2. Orest Kiprénski (1782–1836)

Este é um dos fundadores do retrato romântico na Rússia. Por sua predileção pelo jogo de luz e sombra e pelos contrastes dramáticos, contemporâneos o chamavam de “Rembrandt russo”. Filho ilegítimo de um proprietário de terras com uma camponesa, nasceu servo, mas recebeu a liberdade ainda na infância. Desde jovem, demonstrava talento excepcional para a pintura e concluiu com distinção a Academia Imperial de Belas-Artes.

Autorretrato de Orest Kiprénski, 1828.
Domínio público

O auge de sua obra são as imagens românticas dos heróis da Guerra Patriótica de 1812 e o famoso retrato de Aleksandr Púchkin. Viveu muitos anos na Itália. Após a morte trágica de sua modelo e amiga, foi obrigado a deixar Roma. Mais tarde, retornou à Itália e se casou com a filha da falecida. Três meses após o casamento, morreu de pneumonia. Seu legado artístico transformou para sempre a retratística russa, conferindo-lhe profundidade e força emocional.

Alexander Pushkin. 1827
Domínio público

3. Grigóri Soroka (Vasíliev) (1823–1864)

Um dos mais talentosos alunos do pintor Aleksêi Venetsianov teve um destino profundamente trágico. Nascido servo em uma família camponesa, Grigóri recebeu, ainda na infância, o apelido “Soroka” (nome da ave “pega-rabuda” em russo), que mais tarde se tornou seu sobrenome. Ao perceber o talento do jovem, Venetsianov passou a ensiná-lo.

Self-portrait by G.Soroka, 1840-50s
Domínio público

Soroka pintava paisagens líricas, retratos e interiores, Suas obras se distinguem pela poesia e por uma percepção sutil do mundo. No entanto, jamais conquistou a liberdade: Venetsianov não conseguiu comprá-lo do proprietário Miliukov, e a alforria só veio após a abolição da servidão em 1861.

Reflection in a Mirror, circa 1850
Museu Russo

Reza a lenda que Soroka e Lídia, a filha mais velha de Miliukov, eram apaixonados um pelo outro e teria sido justamente por isso que o proprietário se recusava a conceder-lhe a liberdade. Após o fim da servidão, Soroka não teve meios para adquirir um lote de terra próprio, como era comum entre ex-servos. Por participação em um levante camponês, foi condenado a castigos corporais e acabou tirando a própria vida.

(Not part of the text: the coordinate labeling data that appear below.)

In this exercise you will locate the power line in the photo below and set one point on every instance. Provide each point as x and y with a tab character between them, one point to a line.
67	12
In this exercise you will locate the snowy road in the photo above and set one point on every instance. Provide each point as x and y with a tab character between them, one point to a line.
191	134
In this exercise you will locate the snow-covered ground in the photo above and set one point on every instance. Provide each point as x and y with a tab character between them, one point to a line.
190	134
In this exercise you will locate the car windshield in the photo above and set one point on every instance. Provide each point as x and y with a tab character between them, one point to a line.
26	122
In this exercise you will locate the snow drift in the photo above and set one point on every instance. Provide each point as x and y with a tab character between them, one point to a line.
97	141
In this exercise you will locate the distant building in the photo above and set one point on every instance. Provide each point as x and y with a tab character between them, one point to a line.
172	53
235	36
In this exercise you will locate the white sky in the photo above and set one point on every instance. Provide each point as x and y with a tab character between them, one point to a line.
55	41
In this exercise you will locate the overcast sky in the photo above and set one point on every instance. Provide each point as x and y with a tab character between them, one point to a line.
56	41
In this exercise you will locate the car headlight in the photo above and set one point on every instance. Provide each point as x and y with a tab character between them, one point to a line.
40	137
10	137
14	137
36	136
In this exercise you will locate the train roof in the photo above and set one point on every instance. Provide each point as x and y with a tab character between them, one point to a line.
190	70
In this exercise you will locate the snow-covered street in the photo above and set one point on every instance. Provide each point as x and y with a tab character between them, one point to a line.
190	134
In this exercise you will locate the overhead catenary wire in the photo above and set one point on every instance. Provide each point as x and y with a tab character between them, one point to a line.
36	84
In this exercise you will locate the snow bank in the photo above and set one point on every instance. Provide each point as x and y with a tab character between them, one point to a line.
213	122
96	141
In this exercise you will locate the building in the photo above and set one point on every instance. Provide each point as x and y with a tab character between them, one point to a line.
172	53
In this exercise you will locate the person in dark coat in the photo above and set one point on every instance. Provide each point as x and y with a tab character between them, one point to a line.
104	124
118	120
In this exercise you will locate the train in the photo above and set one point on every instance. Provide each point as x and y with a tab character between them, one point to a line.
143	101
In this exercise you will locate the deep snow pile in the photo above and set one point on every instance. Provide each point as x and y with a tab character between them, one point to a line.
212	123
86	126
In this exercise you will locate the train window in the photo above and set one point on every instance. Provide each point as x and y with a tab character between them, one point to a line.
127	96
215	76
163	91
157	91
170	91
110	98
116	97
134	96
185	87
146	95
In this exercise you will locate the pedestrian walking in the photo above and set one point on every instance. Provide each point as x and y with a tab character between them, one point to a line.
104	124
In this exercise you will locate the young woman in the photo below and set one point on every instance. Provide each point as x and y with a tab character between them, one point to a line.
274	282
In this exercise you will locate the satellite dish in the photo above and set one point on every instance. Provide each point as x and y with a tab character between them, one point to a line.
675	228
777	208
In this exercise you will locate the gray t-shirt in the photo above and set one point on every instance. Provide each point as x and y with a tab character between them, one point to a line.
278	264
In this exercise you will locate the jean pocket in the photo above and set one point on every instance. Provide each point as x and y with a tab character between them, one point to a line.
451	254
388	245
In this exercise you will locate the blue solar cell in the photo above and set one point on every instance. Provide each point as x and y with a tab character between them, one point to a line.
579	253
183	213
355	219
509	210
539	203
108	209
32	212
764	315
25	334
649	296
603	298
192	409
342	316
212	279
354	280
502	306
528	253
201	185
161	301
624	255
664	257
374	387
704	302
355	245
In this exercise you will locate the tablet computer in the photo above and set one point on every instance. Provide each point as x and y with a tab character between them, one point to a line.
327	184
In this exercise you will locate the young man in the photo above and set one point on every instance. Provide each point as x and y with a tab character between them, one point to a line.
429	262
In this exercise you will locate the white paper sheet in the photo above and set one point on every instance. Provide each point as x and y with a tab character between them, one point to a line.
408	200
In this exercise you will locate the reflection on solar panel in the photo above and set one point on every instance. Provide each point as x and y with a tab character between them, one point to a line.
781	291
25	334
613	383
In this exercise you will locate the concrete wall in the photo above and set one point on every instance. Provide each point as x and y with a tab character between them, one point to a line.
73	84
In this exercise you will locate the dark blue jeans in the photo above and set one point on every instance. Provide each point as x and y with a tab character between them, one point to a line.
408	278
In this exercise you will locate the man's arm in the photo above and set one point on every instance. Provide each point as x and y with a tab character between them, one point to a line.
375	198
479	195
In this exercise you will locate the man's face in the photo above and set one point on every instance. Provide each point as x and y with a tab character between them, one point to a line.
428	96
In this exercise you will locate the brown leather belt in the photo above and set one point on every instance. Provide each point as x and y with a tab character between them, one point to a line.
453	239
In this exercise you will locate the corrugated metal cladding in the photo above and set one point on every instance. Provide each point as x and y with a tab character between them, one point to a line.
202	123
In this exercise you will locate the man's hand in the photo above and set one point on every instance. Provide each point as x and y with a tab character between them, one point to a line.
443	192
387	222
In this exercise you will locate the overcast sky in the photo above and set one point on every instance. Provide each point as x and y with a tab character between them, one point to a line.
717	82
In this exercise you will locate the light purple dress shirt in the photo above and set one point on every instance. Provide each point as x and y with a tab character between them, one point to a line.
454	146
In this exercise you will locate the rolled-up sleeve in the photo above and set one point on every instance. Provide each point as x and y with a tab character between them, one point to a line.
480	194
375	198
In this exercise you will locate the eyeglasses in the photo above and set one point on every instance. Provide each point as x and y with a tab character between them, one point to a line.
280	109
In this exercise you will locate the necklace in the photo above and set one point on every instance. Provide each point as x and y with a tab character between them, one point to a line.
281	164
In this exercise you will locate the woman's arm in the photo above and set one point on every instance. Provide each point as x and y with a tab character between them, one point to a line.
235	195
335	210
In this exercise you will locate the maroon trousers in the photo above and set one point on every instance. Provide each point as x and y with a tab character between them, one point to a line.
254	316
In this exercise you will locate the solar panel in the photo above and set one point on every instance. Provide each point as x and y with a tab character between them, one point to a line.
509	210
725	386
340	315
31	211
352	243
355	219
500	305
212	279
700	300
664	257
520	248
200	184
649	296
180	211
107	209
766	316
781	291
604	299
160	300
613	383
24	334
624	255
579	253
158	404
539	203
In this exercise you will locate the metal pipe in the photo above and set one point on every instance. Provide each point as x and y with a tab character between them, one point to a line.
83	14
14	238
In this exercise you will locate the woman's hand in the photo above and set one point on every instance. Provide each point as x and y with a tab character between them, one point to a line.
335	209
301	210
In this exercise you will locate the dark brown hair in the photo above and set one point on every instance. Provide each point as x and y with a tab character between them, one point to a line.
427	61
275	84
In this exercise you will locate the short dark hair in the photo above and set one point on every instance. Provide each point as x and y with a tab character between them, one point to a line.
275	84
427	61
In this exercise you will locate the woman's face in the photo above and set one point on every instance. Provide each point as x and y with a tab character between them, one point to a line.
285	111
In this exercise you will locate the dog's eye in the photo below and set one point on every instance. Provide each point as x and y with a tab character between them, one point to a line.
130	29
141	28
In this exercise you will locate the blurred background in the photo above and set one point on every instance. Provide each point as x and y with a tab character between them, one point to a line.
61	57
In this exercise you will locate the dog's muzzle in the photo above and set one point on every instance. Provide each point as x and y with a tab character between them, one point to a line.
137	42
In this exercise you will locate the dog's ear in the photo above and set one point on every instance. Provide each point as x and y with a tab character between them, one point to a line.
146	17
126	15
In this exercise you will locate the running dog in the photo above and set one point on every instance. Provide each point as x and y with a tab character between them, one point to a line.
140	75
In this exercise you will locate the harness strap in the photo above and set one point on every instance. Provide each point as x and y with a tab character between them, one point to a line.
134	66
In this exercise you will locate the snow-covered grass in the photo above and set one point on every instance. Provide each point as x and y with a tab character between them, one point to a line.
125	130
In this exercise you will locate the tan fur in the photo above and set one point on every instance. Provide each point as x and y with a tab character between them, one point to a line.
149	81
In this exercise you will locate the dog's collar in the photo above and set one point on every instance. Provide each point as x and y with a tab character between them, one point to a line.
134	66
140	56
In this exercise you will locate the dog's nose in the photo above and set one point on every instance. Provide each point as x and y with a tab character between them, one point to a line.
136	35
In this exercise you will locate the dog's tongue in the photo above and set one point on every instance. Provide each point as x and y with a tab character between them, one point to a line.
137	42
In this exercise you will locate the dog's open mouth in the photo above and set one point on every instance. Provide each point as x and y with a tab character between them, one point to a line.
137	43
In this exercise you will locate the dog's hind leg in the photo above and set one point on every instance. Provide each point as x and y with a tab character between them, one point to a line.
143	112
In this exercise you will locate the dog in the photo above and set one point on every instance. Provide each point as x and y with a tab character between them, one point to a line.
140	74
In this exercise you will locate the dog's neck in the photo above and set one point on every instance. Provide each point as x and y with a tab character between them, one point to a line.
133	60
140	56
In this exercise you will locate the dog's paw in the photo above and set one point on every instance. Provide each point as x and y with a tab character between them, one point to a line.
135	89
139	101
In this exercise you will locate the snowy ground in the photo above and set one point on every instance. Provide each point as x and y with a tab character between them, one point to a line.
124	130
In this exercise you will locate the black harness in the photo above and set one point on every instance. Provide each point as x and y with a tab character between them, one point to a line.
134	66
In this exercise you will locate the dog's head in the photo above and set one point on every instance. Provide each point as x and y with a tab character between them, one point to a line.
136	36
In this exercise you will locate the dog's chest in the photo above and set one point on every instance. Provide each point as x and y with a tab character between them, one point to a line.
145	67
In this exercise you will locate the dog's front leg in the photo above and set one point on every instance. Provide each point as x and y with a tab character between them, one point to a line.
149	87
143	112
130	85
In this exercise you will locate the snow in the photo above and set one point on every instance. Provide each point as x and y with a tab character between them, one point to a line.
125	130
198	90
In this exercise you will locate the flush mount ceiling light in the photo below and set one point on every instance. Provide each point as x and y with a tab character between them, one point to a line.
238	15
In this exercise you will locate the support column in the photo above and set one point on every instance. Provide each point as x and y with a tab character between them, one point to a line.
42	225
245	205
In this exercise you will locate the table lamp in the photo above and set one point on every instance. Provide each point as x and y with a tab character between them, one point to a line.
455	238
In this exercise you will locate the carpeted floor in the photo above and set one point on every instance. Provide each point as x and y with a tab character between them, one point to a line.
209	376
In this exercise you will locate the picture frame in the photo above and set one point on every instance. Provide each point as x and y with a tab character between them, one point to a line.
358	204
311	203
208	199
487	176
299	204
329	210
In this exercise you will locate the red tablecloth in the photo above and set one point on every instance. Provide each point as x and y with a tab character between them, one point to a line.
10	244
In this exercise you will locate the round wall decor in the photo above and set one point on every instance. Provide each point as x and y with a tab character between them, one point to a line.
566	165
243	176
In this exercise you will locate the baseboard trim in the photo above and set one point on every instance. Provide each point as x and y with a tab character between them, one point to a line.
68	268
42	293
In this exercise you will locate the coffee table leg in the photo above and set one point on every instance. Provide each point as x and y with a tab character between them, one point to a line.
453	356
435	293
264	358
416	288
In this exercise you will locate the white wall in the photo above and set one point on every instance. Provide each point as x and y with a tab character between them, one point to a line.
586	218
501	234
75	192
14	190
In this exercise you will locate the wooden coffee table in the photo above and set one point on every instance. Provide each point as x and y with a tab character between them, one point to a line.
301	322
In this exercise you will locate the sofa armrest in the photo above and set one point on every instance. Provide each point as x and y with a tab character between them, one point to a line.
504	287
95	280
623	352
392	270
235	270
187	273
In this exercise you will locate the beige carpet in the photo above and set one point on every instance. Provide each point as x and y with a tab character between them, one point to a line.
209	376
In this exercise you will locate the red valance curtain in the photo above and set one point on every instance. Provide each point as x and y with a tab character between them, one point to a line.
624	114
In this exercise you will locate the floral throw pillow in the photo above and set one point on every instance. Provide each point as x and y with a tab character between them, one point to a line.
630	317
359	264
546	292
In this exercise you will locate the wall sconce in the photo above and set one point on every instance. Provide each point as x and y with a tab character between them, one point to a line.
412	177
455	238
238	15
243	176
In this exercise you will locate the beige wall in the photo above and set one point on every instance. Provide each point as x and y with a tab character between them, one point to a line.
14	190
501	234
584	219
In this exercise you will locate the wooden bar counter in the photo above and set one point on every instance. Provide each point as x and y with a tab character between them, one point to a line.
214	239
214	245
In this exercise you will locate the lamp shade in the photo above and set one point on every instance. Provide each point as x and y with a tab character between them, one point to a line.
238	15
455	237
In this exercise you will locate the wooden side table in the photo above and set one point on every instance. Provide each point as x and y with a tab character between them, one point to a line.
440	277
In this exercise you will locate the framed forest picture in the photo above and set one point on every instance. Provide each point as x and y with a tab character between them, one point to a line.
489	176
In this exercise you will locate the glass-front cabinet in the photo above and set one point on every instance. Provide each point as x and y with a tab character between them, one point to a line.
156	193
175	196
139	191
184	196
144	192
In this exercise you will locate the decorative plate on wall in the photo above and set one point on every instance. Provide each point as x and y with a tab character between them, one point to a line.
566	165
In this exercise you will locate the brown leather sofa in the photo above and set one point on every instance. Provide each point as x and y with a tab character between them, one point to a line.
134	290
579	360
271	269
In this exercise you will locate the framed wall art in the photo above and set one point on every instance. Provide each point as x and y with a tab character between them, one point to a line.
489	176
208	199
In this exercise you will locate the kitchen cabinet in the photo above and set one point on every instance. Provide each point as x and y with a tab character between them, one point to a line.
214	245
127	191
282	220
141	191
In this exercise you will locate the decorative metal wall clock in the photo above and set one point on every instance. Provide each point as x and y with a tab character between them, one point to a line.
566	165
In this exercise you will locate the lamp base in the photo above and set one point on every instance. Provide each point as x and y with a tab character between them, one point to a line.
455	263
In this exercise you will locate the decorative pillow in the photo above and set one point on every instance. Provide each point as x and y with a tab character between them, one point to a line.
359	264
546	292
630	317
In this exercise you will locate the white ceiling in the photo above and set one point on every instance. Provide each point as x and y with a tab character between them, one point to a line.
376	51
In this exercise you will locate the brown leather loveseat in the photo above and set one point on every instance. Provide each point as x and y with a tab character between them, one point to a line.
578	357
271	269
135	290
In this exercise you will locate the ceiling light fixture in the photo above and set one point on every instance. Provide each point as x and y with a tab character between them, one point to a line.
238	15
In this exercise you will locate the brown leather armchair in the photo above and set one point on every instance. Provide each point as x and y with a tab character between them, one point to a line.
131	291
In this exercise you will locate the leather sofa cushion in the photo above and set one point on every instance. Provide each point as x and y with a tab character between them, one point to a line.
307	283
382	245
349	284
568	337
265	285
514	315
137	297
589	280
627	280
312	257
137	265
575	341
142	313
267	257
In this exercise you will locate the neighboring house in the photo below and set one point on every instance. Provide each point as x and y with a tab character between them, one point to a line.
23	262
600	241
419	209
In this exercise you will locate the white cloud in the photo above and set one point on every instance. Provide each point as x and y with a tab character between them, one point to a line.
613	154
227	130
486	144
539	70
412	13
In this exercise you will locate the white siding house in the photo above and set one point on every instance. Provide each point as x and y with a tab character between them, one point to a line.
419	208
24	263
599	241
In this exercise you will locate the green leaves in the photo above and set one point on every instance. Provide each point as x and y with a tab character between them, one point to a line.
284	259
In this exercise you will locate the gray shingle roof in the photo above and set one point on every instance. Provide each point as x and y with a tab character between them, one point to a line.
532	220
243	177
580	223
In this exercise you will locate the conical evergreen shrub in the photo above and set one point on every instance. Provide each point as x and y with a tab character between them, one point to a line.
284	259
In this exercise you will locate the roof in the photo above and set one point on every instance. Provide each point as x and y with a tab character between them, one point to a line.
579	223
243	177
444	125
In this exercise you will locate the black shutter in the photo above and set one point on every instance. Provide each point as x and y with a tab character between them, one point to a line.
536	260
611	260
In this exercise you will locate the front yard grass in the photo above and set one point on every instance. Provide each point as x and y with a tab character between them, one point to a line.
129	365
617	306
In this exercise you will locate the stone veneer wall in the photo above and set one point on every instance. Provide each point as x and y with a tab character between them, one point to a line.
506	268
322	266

4. Andrei Voroníkhin (1759–1814)

Grande arquiteto e artista russo, um dos fundadores do estilo Império na Rússia. Voroníkhin nasceu em uma família de servos do conde Strôganov e, desde cedo, demonstrava talento para o desenho. Estudou pintura na oficina do iconógrafo Gavríla Iúchkov.

O jovem promissor foi enviado, junto com o irmão, para estudar pintura e depois arquitetura em Moscou e São Petersburgo. Para se sustentar, realizava pequenos trabalhos de pintura e restauração de afrescos na Lavra da Trindade de São Sérgio.

Andrey Voronikhin
Domínio público

Após obter a liberdade em 1786, Voroníkhin continuou sua formação na França e na Suíça, onde dominou não apenas a arquitetura, mas também a pintura decorativa. O ápice de sua carreira e sua principal obra foi a grandiosa Catedral de Kazan, em São Petersburgo, projetada entre 1801 e 1811. Mas Voroníkhin continuou sendo um artista talentoso: produziu diversos retratos (incluindo um famoso retrato do conde Strôganov), paisagens e pinturas de interiores.

View of the art gallery of Count P. S. Stroganov
Hermitage

5. Ivan Argunov (1729–1802)

Ivan Argunov é um dos fundadores do retrato intimista na Rússia. De seu pincel saíram retratos oficiais de nobres e da imperatriz Catarina 2ª. Mas a soberana não posou para o artista; Argunov teve permissão apenas para observá-la durante eventos no palácio. Ainda assim, Catarina elogiou o retrato pela semelhança e o levou consigo a Moscou para a coroação.

Supposed self-portrait. Late 1750s – early 1760s.
Domínio público

O seu “Retrato de uma camponesa desconhecida em traje russo” se tornou uma imagem clássica, símbolo da beleza camponesa na arte russa. Além da pintura, Argunov exercia funções de administrador na casa dos Cheremétiev e ensinava outros artistas servos.

Portrait of Catherine II, 1762
Domínio público

Seus filhos — Nikolai, Pável e Iákov — herdaram o talento e a profissão do pai. Ivan Argunov morreu em 1802, permanecendo servo do conde Cheremétiev até o fim da vida. A liberdade só foi concedida a seus filhos 14 anos depois. Pável se tornou arquiteto, e os outros dois, pintores.